Brock explained the four sarcophagi would probably have been brought inside the tomb already nested together, with the king’s mummy inside.
Holes in the entrance shaft to the tomb indicate a pulley system of sorts, with ropes and wooden beams, used to bring the sarcophagi in. When the workers got to the burial chamber they found they couldn’t get the sarcophagi box through the door. Ultimately, they had to destroy the chamber’s door jams and build new ones.
“I always like to wonder about the conversation that might have taken place between the tomb builders and the people from the quarry,” said Brock in a presentation he gave recently at an Egyptology symposium in Toronto. “This study has shown a lot of interesting little human aspects about ancient Egypt [that] perhaps makes them look less godlike.”
When he first examined fragments from Merneptah’s tomb in the 1980s, they were “piled up in no particular order” in a side chamber. Even when put together, the fragments made up just one-third of the box, meaning researchers had to reconstruct the rest.
Brock’s efforts got a boost with the launch of a full reconstruction project (affiliated with the Royal Ontario Museum) that started in March 2011. (Merneptah’s tomb has been recently re-opened to the public.)
The four sarcophagi
Not only was the pharaoh’s outer sarcophagus huge but the fact that he used four of them, made of stone, is unusual. “Merneptah’s unique in having been provided with four stone sarcophagi to enclose his mummified coffined remains,” said Brock in his presentation.

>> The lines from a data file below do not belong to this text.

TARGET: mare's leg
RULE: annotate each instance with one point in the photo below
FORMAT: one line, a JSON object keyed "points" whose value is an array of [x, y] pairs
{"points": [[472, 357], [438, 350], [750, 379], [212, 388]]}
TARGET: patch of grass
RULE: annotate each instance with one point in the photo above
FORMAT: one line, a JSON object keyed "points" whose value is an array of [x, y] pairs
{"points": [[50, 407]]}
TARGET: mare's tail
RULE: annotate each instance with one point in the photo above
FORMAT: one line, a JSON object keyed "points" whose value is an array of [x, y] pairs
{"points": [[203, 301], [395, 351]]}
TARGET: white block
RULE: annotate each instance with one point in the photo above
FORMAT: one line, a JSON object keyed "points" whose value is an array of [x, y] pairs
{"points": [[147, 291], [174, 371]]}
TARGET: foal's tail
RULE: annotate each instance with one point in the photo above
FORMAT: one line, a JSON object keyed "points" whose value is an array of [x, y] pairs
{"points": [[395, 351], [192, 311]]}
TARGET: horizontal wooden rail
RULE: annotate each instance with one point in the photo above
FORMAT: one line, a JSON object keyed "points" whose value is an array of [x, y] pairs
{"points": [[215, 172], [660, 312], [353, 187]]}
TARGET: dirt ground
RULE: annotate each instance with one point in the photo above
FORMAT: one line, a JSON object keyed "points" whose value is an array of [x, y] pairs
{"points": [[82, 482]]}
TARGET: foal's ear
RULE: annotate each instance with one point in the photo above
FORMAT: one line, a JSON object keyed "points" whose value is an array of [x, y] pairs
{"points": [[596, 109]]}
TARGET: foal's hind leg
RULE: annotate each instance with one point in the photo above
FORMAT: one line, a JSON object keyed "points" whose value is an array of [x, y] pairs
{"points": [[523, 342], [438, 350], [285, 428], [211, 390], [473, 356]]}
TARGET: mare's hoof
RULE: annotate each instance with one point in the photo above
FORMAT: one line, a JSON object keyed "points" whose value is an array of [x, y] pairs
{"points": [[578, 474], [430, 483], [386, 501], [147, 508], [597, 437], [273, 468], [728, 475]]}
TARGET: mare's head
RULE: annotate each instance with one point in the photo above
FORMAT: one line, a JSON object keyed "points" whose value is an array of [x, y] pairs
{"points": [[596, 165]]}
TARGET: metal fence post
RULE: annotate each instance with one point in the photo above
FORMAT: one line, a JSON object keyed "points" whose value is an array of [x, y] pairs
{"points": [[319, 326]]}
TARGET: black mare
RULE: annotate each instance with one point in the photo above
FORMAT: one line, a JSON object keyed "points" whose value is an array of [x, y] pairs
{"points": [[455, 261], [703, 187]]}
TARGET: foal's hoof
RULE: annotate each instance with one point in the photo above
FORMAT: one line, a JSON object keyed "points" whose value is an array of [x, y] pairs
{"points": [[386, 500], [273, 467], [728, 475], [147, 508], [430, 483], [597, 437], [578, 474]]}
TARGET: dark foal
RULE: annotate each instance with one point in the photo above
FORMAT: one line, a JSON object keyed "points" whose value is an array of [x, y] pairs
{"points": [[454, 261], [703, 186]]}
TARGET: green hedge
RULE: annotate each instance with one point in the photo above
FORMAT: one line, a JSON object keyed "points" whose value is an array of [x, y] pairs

Within the outer sarcophagus was a second granite sarcophagus box with a cartouche-shaped oval lid that depicts Merneptah. Within that was a third sarcophagus that was taken out and reused in antiquity by another ruler named Psusennes I. Within this was a fourth sarcophagus, made of travertine (a form of limestone), that originally held the mummy of Merneptah.
Only a few fragments of this last box survive today; the mummy itself was reburied in antiquity after the tomb was robbed more than 3,000 years ago. It was after this robbery that the outer sarcophagus box, and the second box within it, were broken apart (the lids for both boxes being kept intact). They were destroyed not only for their parts but also to help get at the third box (that was reused by Psusennes).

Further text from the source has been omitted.